Precisamos cuidar dos que estão às portas para saírem aos campos e nos preocuparmos em treinar bem os novos missionários para as adversidades futuras. Richard Malm[5] escreveu:

Se eu insistir em me proteger, estar no controle e saber o que vai acontecer quando eu obedecer, nunca obedecerei. Eu nunca vou sair do barco. Vou sentir falta da aventura com meu Senhor. Porque Deus não vai me dar essas respostas antes do tempo. Se Ele fizesse, removeria o risco, removeria a fé. Onde não há risco, não há fé. Risco e fé andam de mãos dadas.

Em outro momento ele diz:

Se nosso objetivo é a segurança, precisamos parar de enviar missionários. Mas se nosso objetivo é glorificar a Deus com nossas vidas, então nos resta apenas uma opção: obediência. Como afirma Mark Batterson, pastor da Igreja da Comunidade Nacional em Washington, DC e autor de “Chase the Lion”: “Chega um momento em que você precisa parar de viver como se o objetivo da vida fosse chegar com segurança à morte. A vontade de Deus não é um plano de seguro. A vontade de Deus é um plano perigoso. A vontade de Deus pode matá-lo.[6]

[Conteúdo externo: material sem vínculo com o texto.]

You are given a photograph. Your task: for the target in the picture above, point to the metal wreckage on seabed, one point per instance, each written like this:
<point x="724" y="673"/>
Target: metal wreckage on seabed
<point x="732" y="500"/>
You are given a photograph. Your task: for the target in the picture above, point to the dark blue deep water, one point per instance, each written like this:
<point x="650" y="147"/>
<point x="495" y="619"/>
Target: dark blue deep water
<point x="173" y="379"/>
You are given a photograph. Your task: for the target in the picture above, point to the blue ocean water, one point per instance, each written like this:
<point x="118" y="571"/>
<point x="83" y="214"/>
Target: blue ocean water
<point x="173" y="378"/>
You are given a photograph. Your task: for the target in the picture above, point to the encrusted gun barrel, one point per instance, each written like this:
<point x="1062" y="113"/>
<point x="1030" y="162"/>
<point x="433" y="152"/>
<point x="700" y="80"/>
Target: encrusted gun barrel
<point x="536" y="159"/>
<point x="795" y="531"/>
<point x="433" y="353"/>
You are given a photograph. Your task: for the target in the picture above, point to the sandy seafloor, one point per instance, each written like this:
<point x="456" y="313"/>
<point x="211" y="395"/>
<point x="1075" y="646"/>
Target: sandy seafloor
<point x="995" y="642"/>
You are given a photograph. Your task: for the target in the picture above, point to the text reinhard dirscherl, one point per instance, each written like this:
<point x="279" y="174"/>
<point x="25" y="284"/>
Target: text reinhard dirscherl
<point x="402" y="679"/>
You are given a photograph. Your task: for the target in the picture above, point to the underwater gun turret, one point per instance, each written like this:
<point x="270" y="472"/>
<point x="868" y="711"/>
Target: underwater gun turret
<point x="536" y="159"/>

Quanto mais investirmos no ensinamento e na preparação de nossos missionários, ajudando-os a serem cada vez mais resilientes diante das adversidades no exercício missionário, mais conseguiremos avançar em direção aos não alcançados: os campos que nos restam alcançar com as boas novas do Evangelho são os mais difíceis do ponto de vista religioso, político e geográficos.

Conclusão

Certamente há muitos outros fatores que precisam ser estudados e considerados neste momento e que poderão afetar ou, até mesmo, mudar as nossas ações futuras. Uma coisa parece muito clara nesse momento: não é possível fazer grandes planejamentos e/ou grandes predições a respeito do futuro ou até mesmo seguir alguns dos planos anteriormente previstos.

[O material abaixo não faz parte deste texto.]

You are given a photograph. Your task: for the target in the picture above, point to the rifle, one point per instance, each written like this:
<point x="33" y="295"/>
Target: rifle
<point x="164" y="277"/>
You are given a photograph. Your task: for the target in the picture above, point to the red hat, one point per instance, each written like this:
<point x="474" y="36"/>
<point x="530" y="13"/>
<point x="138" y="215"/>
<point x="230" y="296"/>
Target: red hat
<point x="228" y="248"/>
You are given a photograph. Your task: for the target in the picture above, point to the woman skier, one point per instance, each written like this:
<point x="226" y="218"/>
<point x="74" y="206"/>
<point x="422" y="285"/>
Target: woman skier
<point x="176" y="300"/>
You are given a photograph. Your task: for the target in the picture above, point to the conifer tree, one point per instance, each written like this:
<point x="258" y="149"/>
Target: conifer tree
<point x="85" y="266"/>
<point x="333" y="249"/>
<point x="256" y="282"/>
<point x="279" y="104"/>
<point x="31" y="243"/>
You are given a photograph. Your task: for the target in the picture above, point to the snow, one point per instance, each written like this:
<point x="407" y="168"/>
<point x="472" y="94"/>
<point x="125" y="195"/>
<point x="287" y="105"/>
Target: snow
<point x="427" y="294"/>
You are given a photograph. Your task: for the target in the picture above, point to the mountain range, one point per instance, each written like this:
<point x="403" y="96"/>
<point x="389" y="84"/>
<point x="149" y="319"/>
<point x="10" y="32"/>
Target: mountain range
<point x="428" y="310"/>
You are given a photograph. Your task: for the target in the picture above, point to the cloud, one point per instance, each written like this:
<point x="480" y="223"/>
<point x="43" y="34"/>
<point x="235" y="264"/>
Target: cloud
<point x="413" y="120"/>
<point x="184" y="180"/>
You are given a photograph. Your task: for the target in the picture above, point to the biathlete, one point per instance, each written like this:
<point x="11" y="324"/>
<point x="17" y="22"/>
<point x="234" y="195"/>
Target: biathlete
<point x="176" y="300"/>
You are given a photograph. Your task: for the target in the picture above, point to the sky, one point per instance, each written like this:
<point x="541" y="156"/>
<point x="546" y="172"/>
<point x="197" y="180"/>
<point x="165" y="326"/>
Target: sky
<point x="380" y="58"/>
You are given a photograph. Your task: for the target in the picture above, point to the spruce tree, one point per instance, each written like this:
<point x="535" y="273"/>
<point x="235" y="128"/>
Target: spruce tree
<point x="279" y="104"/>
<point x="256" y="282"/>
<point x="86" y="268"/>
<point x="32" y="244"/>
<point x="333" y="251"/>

Será necessário caminhar de forma cautelosa, passo a passo, analisando as mudanças estruturais na nova sociedade que se estabelecerá, para definirmos novos novas práticas missionárias. 

Alguns de nós (e eu sou um desses) somos muito orgulhosos de nossas políticas, história ou tradição. Ainda que as políticas sejam boas e nossa história exista para ser celebrada, a verdade é que, em momentos como o que estamos enfrentando, as tradições, histórias e, até mesmo, as políticas não nos ajudarão, pois segundo Malm: “As políticas tendem a desligar o pensamento.”[7] Esse será um momento de exercemos o pensamento criativo e um momento de profunda busca da presença e direção de Deus para nossas vidas e instituições. Precisamos responder aos desafios e também, de forma sábia e que reflita a perfeita e agradável vontade de Deus.

Uma coisa certamente não mudará: a nossa esperança em meio a tudo isso!  A presença de Cristo conosco na nossa caminhada missionária (Mateus 28:20).


Paulo Feniman é pastor presbiteriano, formado em Teologia pela FTSA – Faculdade Teológica Sul Americana e formado em Computação Gráfica pela UNOPAR – Universidade Norte do Paraná. Atualmente é Diretor Executivo da MIAF/AIM SOUTH AMERICA – Missão para o Interior da África, onde coordena a mobilização e envio de missionários sul-americanos para diferentes povos africanos e atualmente preside a AMTB – Associação de Missões Transculturais Brasileira. É casado com Patrícia, pai de Felipe e Gabriela.



[5] Malm, Richard. Commission To Every Nation: How People Just Like You Are Blessing The Nations (pp. 53-54). Ore Publishing. Kindle Edition.

[6] Idem pp 33

[7] Malm, Richard. Commission To Every Nation: How People Just Like You Are Blessing The Nations (p. 64). Ore Publishing. Kindle Edition.